The movie stars Meryl Streep as a recently abandoned empty nester, Alec Baldwin as the philandering ex-husband who left for a woman half his age, and Steve Martin as the devastatingly emasculated architect hired to remodel her kitchen. And while all three of these characters seem to enjoy loving families, fulfilling careers and comfortable lifestyles, their existences seem wretchedly incomplete in the absence of one thing: sex.

Therefore, with the help of a little blue pill, Meyers sends her three heroes on a quixotic journey to rediscover their own sexuality.

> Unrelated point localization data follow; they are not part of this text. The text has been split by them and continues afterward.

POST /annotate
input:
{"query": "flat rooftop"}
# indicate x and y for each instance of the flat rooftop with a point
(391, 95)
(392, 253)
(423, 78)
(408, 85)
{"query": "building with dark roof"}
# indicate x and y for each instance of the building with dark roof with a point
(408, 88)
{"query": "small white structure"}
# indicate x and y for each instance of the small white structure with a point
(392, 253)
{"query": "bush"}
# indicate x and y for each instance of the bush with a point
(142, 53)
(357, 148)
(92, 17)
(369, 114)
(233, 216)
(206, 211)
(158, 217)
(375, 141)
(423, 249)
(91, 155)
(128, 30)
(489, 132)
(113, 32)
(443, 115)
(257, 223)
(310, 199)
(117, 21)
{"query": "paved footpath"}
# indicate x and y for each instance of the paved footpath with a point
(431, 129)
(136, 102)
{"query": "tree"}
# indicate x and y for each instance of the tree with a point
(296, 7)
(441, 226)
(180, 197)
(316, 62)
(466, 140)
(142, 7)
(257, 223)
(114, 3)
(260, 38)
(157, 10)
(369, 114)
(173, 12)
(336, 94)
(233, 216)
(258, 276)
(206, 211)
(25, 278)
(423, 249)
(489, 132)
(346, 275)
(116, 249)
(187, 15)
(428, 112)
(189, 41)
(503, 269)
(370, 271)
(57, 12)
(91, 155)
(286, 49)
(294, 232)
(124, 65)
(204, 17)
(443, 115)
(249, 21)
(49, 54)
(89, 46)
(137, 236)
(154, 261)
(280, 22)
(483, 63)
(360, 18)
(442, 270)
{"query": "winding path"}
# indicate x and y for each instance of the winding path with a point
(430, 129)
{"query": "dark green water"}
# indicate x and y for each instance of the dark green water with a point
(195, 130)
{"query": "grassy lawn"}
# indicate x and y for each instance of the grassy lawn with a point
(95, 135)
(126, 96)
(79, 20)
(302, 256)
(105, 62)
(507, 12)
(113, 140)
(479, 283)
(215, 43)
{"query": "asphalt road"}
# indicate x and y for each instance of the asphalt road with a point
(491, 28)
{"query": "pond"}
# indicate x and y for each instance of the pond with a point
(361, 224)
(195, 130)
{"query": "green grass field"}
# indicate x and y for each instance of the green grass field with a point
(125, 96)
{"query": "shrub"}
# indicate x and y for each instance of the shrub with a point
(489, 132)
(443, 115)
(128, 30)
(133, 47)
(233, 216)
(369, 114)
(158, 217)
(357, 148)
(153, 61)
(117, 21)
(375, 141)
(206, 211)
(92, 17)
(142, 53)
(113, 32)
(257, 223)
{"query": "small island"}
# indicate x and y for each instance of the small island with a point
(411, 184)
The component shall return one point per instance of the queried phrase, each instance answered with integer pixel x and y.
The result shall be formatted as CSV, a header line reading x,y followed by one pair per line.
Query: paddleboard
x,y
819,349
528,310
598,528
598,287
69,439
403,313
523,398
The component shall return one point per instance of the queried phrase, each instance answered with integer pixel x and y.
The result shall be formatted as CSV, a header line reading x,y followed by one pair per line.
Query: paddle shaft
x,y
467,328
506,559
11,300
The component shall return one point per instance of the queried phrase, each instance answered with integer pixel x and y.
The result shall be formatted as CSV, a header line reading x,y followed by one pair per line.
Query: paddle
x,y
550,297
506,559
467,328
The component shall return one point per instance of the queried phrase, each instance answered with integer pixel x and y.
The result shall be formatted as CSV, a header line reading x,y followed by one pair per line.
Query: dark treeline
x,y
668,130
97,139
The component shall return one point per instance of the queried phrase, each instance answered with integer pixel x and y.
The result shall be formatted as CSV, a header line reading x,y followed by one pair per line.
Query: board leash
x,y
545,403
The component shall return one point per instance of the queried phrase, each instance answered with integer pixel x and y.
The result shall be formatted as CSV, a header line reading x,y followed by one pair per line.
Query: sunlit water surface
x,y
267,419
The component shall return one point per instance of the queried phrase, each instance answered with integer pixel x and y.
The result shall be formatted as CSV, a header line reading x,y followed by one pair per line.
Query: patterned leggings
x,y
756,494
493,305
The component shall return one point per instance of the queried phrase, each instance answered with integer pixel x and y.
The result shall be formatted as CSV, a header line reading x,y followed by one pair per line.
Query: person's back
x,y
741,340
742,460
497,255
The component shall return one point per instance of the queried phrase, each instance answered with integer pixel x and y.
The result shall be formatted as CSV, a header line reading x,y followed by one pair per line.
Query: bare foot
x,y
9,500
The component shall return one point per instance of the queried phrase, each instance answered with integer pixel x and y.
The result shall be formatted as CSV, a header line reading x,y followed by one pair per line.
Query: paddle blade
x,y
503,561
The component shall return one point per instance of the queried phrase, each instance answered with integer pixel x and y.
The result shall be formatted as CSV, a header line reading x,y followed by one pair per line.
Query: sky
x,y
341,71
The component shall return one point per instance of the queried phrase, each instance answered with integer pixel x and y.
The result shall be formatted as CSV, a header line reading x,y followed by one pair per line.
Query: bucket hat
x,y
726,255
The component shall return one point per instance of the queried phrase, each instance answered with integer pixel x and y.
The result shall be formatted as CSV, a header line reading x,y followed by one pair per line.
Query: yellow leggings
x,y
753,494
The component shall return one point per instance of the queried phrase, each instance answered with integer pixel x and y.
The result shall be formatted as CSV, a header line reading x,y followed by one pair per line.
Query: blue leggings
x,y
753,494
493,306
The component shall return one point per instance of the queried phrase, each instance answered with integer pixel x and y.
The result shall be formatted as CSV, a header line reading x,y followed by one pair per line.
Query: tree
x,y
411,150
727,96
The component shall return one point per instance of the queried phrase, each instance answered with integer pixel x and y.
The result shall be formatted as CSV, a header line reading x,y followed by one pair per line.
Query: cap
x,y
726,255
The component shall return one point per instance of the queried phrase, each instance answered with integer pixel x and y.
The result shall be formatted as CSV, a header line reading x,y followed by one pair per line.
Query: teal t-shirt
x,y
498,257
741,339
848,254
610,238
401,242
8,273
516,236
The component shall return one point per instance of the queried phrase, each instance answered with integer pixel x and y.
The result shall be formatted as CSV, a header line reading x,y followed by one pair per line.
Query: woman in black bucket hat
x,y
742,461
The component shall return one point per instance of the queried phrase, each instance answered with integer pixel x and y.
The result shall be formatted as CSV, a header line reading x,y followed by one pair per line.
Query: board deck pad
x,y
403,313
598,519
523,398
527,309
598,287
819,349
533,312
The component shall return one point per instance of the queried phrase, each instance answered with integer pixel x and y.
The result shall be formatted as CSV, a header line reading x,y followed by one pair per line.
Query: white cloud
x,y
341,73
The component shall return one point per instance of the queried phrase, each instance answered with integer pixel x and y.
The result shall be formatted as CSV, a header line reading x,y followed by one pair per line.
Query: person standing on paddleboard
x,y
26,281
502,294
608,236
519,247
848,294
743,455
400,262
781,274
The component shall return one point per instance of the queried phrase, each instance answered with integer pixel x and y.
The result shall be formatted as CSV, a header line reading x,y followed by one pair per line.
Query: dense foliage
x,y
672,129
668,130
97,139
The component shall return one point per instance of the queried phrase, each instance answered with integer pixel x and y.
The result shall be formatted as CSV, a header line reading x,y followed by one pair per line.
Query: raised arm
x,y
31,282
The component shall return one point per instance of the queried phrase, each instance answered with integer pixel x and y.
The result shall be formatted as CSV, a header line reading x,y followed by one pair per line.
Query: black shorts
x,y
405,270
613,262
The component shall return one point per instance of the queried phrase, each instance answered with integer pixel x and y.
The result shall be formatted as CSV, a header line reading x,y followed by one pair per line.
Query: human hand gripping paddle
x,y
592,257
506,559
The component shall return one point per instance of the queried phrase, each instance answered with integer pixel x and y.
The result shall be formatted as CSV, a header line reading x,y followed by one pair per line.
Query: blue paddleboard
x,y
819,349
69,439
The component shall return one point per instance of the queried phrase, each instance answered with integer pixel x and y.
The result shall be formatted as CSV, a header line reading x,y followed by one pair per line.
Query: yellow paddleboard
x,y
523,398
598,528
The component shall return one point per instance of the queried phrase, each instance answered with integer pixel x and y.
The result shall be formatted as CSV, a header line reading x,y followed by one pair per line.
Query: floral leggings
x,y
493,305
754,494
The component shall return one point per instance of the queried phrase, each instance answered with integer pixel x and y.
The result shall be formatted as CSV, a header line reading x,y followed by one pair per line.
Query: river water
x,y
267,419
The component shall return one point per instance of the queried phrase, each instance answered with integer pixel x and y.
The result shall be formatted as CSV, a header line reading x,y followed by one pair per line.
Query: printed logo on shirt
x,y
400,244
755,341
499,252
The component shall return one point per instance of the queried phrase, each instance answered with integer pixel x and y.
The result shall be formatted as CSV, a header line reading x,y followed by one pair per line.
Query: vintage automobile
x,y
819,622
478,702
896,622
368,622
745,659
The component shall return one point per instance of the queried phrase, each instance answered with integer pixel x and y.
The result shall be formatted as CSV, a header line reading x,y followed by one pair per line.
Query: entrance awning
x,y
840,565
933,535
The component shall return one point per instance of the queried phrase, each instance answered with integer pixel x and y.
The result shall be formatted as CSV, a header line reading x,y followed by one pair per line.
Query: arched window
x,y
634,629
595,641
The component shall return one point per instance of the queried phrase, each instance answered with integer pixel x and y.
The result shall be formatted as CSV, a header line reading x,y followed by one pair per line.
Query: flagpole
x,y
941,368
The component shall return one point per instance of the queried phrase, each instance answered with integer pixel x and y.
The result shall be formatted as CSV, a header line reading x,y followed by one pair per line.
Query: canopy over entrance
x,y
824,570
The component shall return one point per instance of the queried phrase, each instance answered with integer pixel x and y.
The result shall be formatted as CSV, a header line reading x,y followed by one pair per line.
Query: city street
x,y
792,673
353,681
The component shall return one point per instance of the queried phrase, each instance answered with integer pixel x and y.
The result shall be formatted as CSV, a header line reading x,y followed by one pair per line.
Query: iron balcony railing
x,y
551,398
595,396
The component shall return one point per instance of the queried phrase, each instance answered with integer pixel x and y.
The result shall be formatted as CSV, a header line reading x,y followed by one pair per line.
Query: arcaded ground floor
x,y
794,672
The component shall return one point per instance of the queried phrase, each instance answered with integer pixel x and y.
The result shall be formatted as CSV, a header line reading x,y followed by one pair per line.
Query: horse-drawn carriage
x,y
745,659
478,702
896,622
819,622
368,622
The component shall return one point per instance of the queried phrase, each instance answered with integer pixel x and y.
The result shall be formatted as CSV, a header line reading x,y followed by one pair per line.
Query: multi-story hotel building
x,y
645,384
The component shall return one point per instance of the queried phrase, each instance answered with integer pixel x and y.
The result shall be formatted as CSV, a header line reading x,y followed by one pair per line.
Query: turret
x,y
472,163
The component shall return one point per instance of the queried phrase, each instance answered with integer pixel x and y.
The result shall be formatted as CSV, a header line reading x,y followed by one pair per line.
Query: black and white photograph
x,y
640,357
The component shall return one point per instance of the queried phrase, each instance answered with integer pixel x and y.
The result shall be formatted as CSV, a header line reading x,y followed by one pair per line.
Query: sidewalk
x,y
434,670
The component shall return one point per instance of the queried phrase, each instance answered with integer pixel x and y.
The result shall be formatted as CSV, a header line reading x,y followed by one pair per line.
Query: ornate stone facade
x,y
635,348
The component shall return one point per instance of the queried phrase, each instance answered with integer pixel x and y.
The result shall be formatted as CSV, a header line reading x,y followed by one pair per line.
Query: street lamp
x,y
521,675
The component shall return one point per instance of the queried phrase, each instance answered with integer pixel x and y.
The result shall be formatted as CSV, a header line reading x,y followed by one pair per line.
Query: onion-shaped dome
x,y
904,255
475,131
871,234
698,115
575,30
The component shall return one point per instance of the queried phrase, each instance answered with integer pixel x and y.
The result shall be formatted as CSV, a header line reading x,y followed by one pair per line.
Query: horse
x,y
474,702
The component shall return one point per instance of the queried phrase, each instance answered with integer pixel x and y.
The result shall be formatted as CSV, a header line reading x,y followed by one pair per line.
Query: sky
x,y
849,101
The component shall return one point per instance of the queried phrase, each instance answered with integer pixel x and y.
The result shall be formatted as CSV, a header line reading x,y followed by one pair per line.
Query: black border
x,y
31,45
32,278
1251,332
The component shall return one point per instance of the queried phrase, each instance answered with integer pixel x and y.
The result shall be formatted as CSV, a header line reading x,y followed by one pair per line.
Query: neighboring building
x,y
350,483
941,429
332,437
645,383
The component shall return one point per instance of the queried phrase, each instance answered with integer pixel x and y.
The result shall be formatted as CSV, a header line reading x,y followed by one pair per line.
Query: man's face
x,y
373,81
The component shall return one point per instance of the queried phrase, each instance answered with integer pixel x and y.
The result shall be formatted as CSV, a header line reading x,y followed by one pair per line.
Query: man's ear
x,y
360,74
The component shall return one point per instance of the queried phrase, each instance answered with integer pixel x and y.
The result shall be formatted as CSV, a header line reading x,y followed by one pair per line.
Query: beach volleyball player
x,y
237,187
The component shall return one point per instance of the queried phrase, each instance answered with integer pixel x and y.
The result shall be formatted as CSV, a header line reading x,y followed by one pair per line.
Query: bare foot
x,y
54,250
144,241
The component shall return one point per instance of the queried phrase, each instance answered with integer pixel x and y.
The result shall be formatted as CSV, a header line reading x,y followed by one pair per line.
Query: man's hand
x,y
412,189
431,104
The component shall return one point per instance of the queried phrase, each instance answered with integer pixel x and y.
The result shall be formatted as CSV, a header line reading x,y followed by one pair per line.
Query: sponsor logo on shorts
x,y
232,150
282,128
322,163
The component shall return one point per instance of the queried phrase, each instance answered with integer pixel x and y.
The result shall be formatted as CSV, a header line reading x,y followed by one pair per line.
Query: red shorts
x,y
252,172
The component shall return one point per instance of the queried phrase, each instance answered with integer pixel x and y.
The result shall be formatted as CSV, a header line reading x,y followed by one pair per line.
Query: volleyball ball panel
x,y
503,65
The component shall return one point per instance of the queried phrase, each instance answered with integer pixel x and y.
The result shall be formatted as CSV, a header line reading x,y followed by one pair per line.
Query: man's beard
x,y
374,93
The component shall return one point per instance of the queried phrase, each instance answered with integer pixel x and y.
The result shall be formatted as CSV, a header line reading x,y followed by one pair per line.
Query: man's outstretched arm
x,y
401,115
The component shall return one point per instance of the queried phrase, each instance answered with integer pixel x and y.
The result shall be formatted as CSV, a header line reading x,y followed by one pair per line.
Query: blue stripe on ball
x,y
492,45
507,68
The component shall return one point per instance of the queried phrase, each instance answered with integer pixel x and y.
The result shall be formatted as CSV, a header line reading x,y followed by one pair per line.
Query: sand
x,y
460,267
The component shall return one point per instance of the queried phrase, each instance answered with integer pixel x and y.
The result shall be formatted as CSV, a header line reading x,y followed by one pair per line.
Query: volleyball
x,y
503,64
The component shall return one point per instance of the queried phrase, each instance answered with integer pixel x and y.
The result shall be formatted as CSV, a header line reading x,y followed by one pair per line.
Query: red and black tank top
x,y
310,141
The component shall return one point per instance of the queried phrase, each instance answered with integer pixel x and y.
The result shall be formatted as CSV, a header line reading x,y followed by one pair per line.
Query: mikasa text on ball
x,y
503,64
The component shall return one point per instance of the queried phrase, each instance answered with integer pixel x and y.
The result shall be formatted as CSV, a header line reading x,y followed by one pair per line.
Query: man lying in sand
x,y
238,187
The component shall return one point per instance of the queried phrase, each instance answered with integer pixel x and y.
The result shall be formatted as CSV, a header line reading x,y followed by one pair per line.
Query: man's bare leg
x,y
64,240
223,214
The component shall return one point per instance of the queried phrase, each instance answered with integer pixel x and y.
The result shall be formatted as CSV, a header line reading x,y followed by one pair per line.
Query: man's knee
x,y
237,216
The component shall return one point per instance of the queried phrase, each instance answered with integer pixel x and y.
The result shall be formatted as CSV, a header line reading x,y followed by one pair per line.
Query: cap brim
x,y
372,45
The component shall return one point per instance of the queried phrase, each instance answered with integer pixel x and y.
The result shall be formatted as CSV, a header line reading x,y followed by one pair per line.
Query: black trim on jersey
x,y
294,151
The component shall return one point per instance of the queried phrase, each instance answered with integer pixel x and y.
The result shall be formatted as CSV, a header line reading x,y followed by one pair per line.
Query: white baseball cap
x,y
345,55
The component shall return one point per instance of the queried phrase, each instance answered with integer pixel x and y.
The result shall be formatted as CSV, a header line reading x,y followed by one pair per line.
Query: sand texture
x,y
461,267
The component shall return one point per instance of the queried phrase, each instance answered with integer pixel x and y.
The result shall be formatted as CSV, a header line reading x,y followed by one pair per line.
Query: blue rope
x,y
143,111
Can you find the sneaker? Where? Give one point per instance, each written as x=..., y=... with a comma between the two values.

But these characters aren’t having the sort of elegant, Cialis, twin-bath sort of sex we would expect a reasonable adult of their age to have. Instead, they lose all sensibility in a brand of impulsive, hijinks-ridden, prom-night rumpus, turning “Complicated” into an AARP approved Porky’s.

However, as troubling as I may find the subject, this is not an indictment of the pharmaceutically enhanced libido, as the romanticized sexual promiscuity is only a symptom of Meyers’ apparent crisis of age.

Amidst the uncertainty of their own aging, the characters tirelessly attempt reverting to a primitively contrived state of youthfulness. Streep, age 60, professes her genuine love of “The Hills.”

Baldwin, age 51, uses Internet acronyms (e.g., OMG) in casual conversation. They both share a joint at a party celebrating the college graduation, of their youngest son. (The footage of Meryl Streep, Alec Baldwin and Jim from “The Office” hot-boxing a bathroom should be used in an anti-drug PSA. Marijuana is officially no longer cool. If it ever was.)

With her rendering of geriatric insecurity, Meyers suggests that one’s twilight years lack meaning, and that in order to achieve happiness, one must forsake the tired traditions of their own generation in exchange for a more rewarding life on the cutting edge. I sincerely hope this isn’t true. In fact, I look forward to my senior years, precisely so I won’t have to care about whatever 2050’s version of reality television, or Twitter, turns out to be.

Furthermore, however flawed our generation’s social conventions may be, they do belong to our generation, and the manner in which Meyers’ characters embrace them is alarming. American youth culture has always been validated by parental disapproval (think rock and roll, or recreational drug use), and if the boomers continue to highjack ours, then what will it be worth?

If “It’s Complicated” were simply another in a long line of middling romantic comedies, starring the likes of Dennis Quaid or Meg Ryan — talent equivalents of a Biggs, Van Der Beek, or Cera — we could have the luxury of ignoring it. Unfortunately it isn’t. Meryl Streep is perhaps the most acclaimed actor of her generation. Steve Martin was the funniest man on the planet for the better part of a decade.

Though I’m not personally a fan, the umpteen-million viewers of 30 Rock would probably agree that Alec Baldwin is no slouch himself (although some don’t trust a man with an immaculate record).

Their very participation endows a degree of legitimacy that suggests this film is reflective of a greater cultural trend.

Should this be the case, let us encourage our elders to welcome the virtues of aging.

Meanwhile, as they are the generation responsible for the current economic calamity, which has left ‘ditch-digging’ atop my list of post-graduate employment opportunities, let us discourage them from meddling in our present, for they have already ruined our future.